Di suatu hari pada musim panas yang terik pada tahun '06, beberapa mahasiswa lagi ngerumpi di sebuah kamar, membayangkan masa depan yang tidak boleh suram.
"Kalo gw punya rumah nanti, gw mau rumah yang kecil aja. Jadi gampang ngepel kalo pembokat pulang," kata Cruz, bukan nama sebenarnya.
Temannya, Penelope, juga bukan nama sebenarnya, nimpal. "Kalo aku, maunya punya rumah yang kamarnya empat. Satu buat aku, satu buat mamaku, satu buat anakku, satu buat adikku," katanya tersenyum manis.
"Ah, kalo aku mau rumah yang besar," seloroh Vicky, kalo ini nama sebenarnya, hehehe.. "Supaya aku bisa ngundang orang banyak buat hajatan."
"Kalo aku mau rumahnya tingkat dua," kata Shilpa, bukan nama sebenarnya. "Biar nggak repot kalo banjir.."
Spontan kami semua ketawa. "Ya beli rumahnya jangan di daerah banjir doong.."
***
Jadi, sudah beberapa minggu ini, di koran Bandung gw rajin baca jadwal pemadaman listrik. Sebenarnya jadwal itu nggak ngefek banget coz gw toh nggak pake lampu di siang hari. Cuman yang kita concern adalah kulkas di kantor itu nggak boleh mati terlalu lama, coz kalo melewati durasi tertentu, vaksin dalam kulkas itu bisa rusak. Jadi untuk mengantisipasinya, kalo kantor ketiban pemadaman bergilir, kita mesti bawa termos es dari rumah.

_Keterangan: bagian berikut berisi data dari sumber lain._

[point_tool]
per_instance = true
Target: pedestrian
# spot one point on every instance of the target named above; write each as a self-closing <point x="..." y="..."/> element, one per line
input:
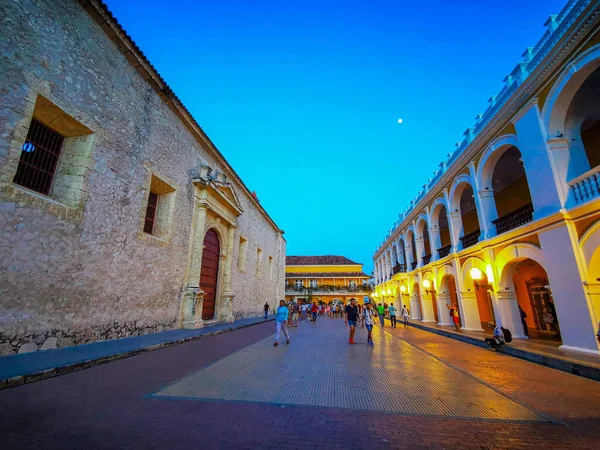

Lalu dari jadwal itu gw menyadari satu hal yang esensial: Gw bukan mau ngomong jorok ya, tapi daerah gw ternyata nggak pernah ketiban pemadaman bergilir. Padahal restoran ayam goreng yang letaknya 200 meter dari rumah gw aja udah ketiban.

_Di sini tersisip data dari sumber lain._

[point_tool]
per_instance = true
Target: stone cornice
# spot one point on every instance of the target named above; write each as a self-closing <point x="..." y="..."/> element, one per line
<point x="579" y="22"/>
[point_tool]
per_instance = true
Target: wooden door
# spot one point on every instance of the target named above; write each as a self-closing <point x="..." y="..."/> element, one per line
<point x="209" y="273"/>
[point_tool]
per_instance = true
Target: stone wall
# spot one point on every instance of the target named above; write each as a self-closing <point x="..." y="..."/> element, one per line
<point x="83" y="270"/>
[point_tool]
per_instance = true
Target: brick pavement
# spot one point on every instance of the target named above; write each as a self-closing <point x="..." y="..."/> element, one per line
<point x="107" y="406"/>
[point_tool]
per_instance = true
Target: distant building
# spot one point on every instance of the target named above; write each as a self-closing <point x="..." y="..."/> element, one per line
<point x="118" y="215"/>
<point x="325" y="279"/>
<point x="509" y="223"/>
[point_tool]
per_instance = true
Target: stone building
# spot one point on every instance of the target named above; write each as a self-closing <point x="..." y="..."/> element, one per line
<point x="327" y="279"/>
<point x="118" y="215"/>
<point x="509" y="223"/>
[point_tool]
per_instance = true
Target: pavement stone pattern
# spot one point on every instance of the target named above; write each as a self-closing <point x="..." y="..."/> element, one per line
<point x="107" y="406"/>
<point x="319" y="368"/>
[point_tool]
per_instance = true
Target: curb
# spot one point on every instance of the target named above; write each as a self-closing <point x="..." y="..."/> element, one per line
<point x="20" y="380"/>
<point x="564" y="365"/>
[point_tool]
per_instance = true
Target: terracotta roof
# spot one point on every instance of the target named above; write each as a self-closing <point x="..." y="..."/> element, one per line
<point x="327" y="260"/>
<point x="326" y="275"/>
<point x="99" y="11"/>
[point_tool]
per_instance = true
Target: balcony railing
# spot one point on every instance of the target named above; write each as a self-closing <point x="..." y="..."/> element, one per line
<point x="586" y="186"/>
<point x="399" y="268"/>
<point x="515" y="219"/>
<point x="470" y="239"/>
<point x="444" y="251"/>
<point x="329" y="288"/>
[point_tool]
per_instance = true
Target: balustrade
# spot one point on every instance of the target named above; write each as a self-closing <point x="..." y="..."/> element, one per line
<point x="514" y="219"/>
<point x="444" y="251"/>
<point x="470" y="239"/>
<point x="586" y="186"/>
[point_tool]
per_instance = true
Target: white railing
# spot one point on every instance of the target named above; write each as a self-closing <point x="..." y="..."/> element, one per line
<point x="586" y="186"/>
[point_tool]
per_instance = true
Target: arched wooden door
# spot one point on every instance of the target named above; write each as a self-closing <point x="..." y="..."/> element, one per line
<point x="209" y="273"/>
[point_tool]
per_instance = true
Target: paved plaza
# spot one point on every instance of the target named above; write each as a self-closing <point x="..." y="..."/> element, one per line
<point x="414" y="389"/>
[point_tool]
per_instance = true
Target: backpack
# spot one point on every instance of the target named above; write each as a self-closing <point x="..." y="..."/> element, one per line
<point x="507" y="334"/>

Ada apa ini? Apakah karena daerah ini ada penunggunya bernama Vicky Laurentina, jadi nggak pernah ketiban mati lampu?
*getok getok. Ge-er banget dirimu, Vic!*
"Mungkin, Ky.." kata bokap gw sebelum diri gw ge-er lebih jauh. "Mungkin karena sekitar kita banyak rumah pejabat."
Gw terhenyak. Ya ampun. Iya ya betul. Rumah gw memang berada satu jalur dengan rumah beberapa mantan orang penting yang sok penting. Pantesan kita nggak pernah mati lampu. Lha si restoran ayam goreng itu ketiban mati lampu coz posisi dia kan di seberang jalan, bukan di sisi yang sama dengan rumah gw (dan rumah-rumah pejabat).
Jadi inget nih, Jakarta sering banjir, lantaran pintu-pintu airnya dipaksa dibuka demi "pemerataan banjir". Tapi anehnya, gw kok nggak pernah denger Istana kebanjiran, atau rumah dinas Menteri kebanjiran? Dan gw pengen tau aja, pernahkah Anda denger rumahnya gubernur atau rumahnya walikota kebanjiran atau mati lampu?
Jadi, balik ke rumpian mahasiswa-mahasiswa tadi, apa syarat utamanya punya rumah? (Bukan, bukan ditungguin Vicky Laurentina.)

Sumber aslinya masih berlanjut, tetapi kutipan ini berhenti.